Anders dan in deze casus betroffen de door eiseres aangevoerde activiteiten met name humanitaire hulp aan (Joodse) vluchtelingen. Evenals verweerster ziet de Raad niet in dat verweerster het beroep van eiseres op het gelijkheidsbeginsel ten onrechte niet heeft gehonoreerd. De opmerking van de zijde van eiseres dat zij in Zwitserland "de Duitsers onwelvallige verzetsactiviteiten" verrichtte, leidt de Raad niet tot een ander oordeel.
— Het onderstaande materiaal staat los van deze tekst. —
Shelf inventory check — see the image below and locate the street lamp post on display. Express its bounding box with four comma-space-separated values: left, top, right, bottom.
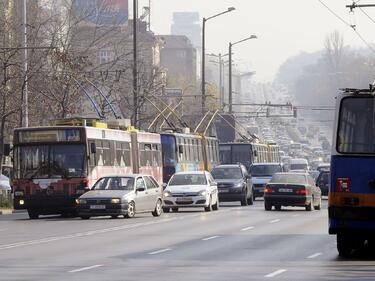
228, 35, 257, 114
201, 7, 235, 114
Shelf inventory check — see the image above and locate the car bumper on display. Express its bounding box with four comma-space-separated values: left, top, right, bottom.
164, 196, 209, 208
77, 204, 128, 217
264, 194, 312, 206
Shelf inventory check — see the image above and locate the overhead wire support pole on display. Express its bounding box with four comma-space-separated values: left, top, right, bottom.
133, 0, 138, 127
85, 78, 121, 119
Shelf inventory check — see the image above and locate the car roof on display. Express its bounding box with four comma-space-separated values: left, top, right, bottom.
175, 171, 208, 175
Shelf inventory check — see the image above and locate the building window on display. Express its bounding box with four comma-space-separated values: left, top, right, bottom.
99, 50, 111, 64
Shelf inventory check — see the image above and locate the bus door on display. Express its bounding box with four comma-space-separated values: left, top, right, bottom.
131, 132, 139, 174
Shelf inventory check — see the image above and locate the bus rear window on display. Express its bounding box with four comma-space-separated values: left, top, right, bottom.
336, 96, 375, 154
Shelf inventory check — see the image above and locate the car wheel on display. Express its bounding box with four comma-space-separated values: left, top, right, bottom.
337, 233, 354, 258
264, 202, 272, 211
241, 190, 248, 206
212, 196, 220, 211
152, 199, 163, 217
247, 189, 254, 205
306, 198, 314, 211
204, 197, 212, 212
27, 210, 39, 220
124, 201, 135, 218
315, 197, 322, 210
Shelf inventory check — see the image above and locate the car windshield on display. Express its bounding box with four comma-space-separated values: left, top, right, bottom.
92, 177, 134, 190
169, 174, 207, 185
211, 167, 242, 180
290, 164, 307, 170
270, 174, 306, 184
250, 165, 281, 177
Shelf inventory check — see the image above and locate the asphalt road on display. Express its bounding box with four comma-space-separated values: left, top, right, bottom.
0, 201, 375, 281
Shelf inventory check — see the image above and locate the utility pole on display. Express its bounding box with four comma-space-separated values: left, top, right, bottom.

Gezien het vorenstaande bestaat voor vernietiging van het bestreden besluit geen grond en dient het beroep van eiseres ongegrond te worden verklaard.
De Raad acht tenslotte geen termen aanwezig om met toepassing van artikel 8:75 van de Algemene wet bestuursrecht een proceskostenveroordeling uit te spreken.
Beslist wordt derhalve als volgt.
De Centrale Raad van Beroep,
Verklaart het beroep ongegrond.
Aldus gegeven door mr. C.G. Kasdorp als voorzitter en mr. G.L.M.J. Stevens en mr. R.P.Th. Elshoff als leden, in tegenwoordigheid van A. de Gooijer, en uitgesproken in het openbaar op 14 maart 2002.